Suddenly patience wasn’t a problem. Putting Marley’s needs first wasn’t an issue. Taking time off work to babysit—even an entire weekend without visiting the lab—wasn’t even an irritation. Her sweet girl was one miracle after another, watching her grow and change an endless source of fascination and pride.

Suddenly Mia, who had never thought of biological clocks as something that pertained to her, started hearing a distinct ticking. She wanted one of her own, the intensity of that desire startling. And unnerving.

Her cousins foisting their kids on her had never had the same effect. Her brothers had dodged the marriage watch to date and her older sister Teresa hadn’t been able to conceive yet, so it was Gina, the baby of the family, whose baby shattered her preconceived notions about parenthood.

Diapers, sleepless nights, even puberty—in that moment of blinding clarity when she held Marley for the first time, she understood why it was all worth it. And at thirty-four, she was already running short of viable eggs.

She could easily have gone the artificial insemination route—if she didn’t mind giving her grandmother a heart attack—but she wanted the husband. The family like the one she’d grown up in. The human experience.

She just didn’t want to take the time away from her career to get all those things.

“Okay, I’m back.” Gina gave a breathless huff into the phone. “What were we talking about?”

“Who cares? How’s my favorite person on the planet?”

“She’s getting fat.”

“She is not!” Mia protested, indignant on her niece’s behalf.

“Well, she eats constantly. Tony calls her Chunky Monkey. Daddy’s gonna give you a complex, isn’t he, sweet girl? Yes, he is.” Gina cooed before returning her voice to a normal octave. “Do you have a date for the Christening?”

“I wasn’t aware baptisms were couples-only.”

“They are for the woman with the watch.”

“Gina,” Mia warned.

“I know, I know, you hate talking about it, but hear me out. This is for your own good.”

“Of course it is,” Mia grumbled. “Have you considered the fact that I
have
found my true love? That it’s my work? That maybe not everyone is cut out to be the perfect wife and mommy?” She spoke the words knowing they were a lie. The coward’s way. But if she admitted she wanted that life and couldn’t get it…

Being misunderstood by her family was one thing, but she refused to be pathetic. Pitied. Better if they thought she rejected their lifestyle than she’d failed to find what they’d all tripped into so easily. Mia didn’t accept failure, especially in herself.

“I’m not talking about you finding true love. Like I said, I’m not worried on that front.” There was absolute confidence in Gina’s tone. Not even a sliver of doubt even though the clock was winding down on Mia’s year with the watch. “What I’m talking about is self-preservation. You need a date for the Christening, so it
looks
like you’re making progress with the watch.
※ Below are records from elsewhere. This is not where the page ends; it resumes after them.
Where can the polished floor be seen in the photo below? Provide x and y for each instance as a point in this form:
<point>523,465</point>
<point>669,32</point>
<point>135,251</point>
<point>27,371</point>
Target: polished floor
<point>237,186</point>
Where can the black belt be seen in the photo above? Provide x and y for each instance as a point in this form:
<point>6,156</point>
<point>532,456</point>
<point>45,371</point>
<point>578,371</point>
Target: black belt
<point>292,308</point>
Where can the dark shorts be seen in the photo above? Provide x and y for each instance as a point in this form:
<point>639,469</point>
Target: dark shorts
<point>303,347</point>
Otherwise Mama and Nonna and all the aunties are going to pester you without mercy—and you’ll be double-booked on blind dates every night for the next three weeks before we’re halfway through the ceremony.”
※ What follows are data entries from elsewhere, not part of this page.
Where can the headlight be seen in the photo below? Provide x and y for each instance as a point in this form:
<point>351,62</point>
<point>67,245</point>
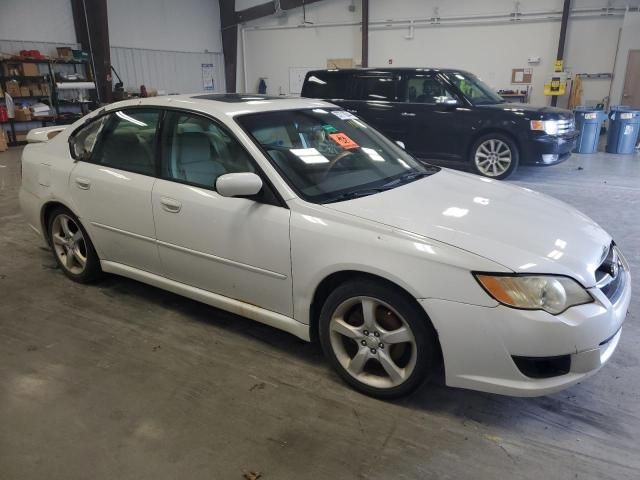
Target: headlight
<point>549,127</point>
<point>535,292</point>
“God, you’re right.” She cringed. Why hadn’t she checked the yes box next to Thirteen? He’d liked her, even if she had been channeling the blonde when they’d met.
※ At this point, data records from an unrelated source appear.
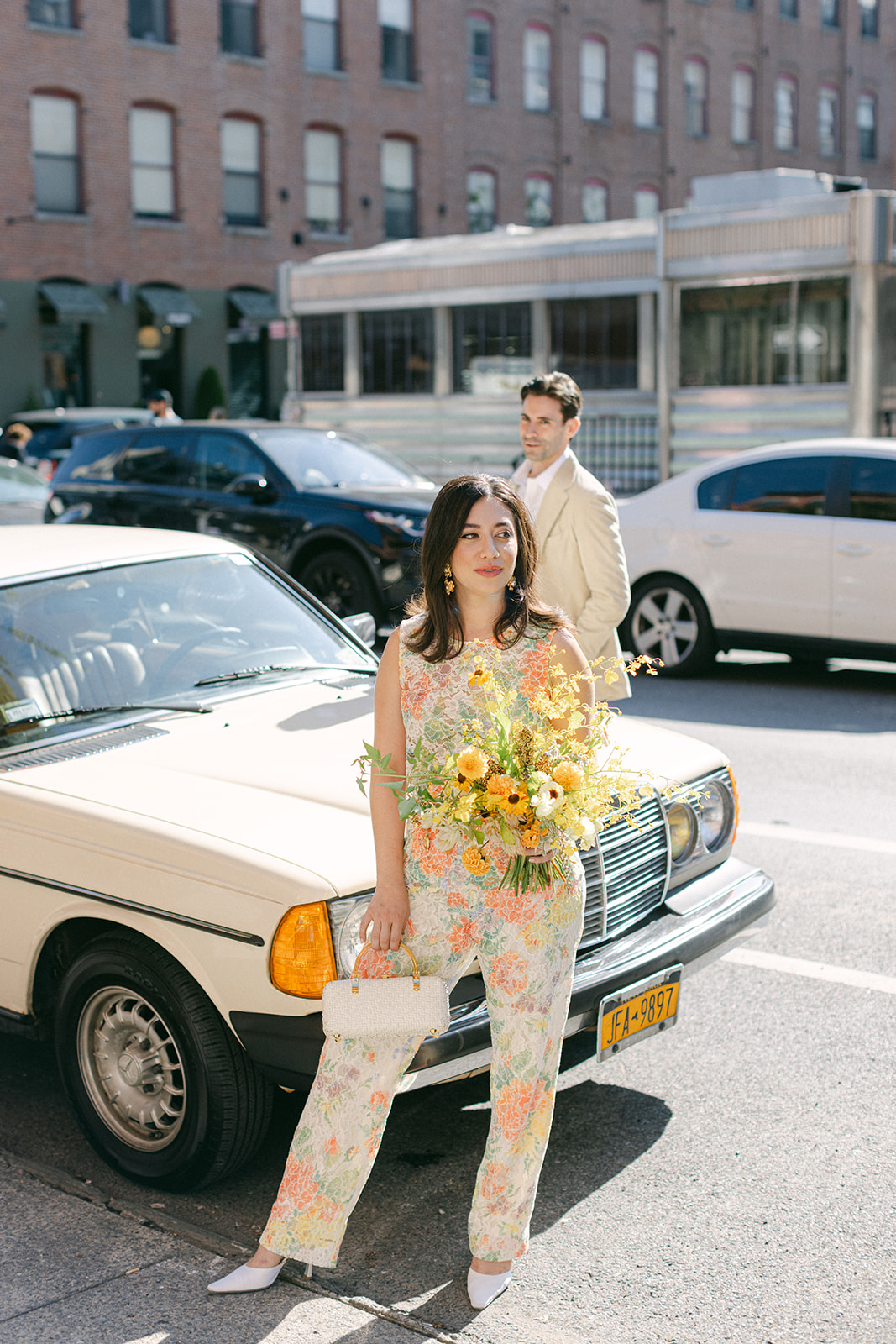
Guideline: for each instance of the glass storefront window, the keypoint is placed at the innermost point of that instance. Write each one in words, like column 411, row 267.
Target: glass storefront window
column 396, row 351
column 595, row 340
column 492, row 347
column 324, row 354
column 758, row 335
“Do you have any male research assistants you could pass off as a date?”

“Only Rajit. And Mom knows he’s married.” Her latest batch of bright young scientific minds were predominantly giggly young women—which wasn’t terribly surprising, given her research centered on the scientific effects of emotion on the brain. Thank God the girls were also brilliant. She could put up with twittering and simpering as long as it came with competence.

“Could Rajit and his wife be estranged?”